Well, he explained, it is partly an old story of the darkest hour coming before the dawn and also a pragmatic assessment that if any economic system fulfils the basic requirements for recovery, the eurozone does.
“There has been a substantial decline in the [value of the] euro, a substantial easing of credit conditions, we now have a dollop of quantitative easing, and a massive shift – effectively a tax cut – through the decline in the oil price,” he says. All of this – exports becoming cheaper and therefore easier, personal and corporate loans becoming cheaper, and more money swilling around banks and private pockets – suggests to UBS, he says, that eurozone growth of 1.5 per cent is entirely credible and more likely to surprise on the upside than on the downside.
Really? No Greek-caused turmoil? While Mr O’Neill agrees with the consensus opinion that the chances of Mr Tsipras getting some Greek debt cancelled are nil, he thinks that he will succeed in getting a lot of it re-scheduled. That’s a euphemism for saying that the debt-holders will get lower interest payments per year and/or have to wait longer for their capital to be repaid.

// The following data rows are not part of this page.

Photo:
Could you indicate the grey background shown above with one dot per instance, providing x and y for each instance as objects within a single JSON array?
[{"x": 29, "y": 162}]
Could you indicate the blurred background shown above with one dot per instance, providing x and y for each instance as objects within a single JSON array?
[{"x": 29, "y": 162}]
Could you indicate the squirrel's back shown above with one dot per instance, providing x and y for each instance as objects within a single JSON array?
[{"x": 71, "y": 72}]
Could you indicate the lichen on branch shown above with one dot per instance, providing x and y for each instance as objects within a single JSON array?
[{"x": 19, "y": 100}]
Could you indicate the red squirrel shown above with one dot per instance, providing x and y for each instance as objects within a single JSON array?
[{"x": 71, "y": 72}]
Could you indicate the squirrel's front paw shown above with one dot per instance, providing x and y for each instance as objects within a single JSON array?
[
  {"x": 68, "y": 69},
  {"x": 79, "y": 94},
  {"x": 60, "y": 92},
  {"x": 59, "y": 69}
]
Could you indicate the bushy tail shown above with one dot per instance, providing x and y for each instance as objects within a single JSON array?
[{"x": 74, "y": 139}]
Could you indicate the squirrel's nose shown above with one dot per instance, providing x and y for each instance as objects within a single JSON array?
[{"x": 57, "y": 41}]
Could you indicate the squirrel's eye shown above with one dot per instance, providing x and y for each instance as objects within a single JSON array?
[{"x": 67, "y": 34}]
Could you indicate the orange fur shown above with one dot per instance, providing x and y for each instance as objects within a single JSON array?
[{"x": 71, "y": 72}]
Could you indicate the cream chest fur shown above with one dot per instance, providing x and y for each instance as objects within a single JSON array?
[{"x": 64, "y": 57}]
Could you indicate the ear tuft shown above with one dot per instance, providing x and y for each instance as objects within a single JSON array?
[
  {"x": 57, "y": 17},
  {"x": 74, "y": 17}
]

The EU has the leverage to make that happen – much Greek debt is held by the ECB and commercial European banks. This is one reason why the EU is not at all insouciant about Greece leaving the euro – the debt would remain denominated in euros.
While any new drachma would collapse to perhaps half the euro’s value, boosting Greek competitiveness, such a collapse would also make the national debt unrepayable, threatening a new European financial crisis.
And, Mr O’Neill points out, the EU has a not-so-secret weapon – the €300 billion fund announced by EU president Jean-Claude Juncker to be spent on building energy, transport, broadband, and other industrial infrastructure. Even if only 5 per cent of that was to be directed to Greece, it would still dwarf Mr Tsipras’ pledge to inject the economy with €2bn in increased welfare payments.
Mr O’Neill acknowledges: “It is a dangerous game, and there will be a lot of brinkmanship.” But he thinks compromise will eventually emerge, though maybe not until the summer when big Greek debt repayments are due, because the costs to both sides of failure massively overshadow the price of a deal.
This doesn’t mean that the Greek election won’t change anything. It looks to have spelled an end, if not to austerity, then certainly to overly harsh austerity. While Greek public finances and, looked at through a telescope, the economy are trimmer, the political and social cost has been far too high.
Other European leaders, notably France’s Francois Hollande, Italy’s Matteo Renzi, and Spain’s Mariano Rajoy, are keen on easing the fiscal pain.
Achieving that on a European basis may turn out to be Mr Tsipras’ biggest victory.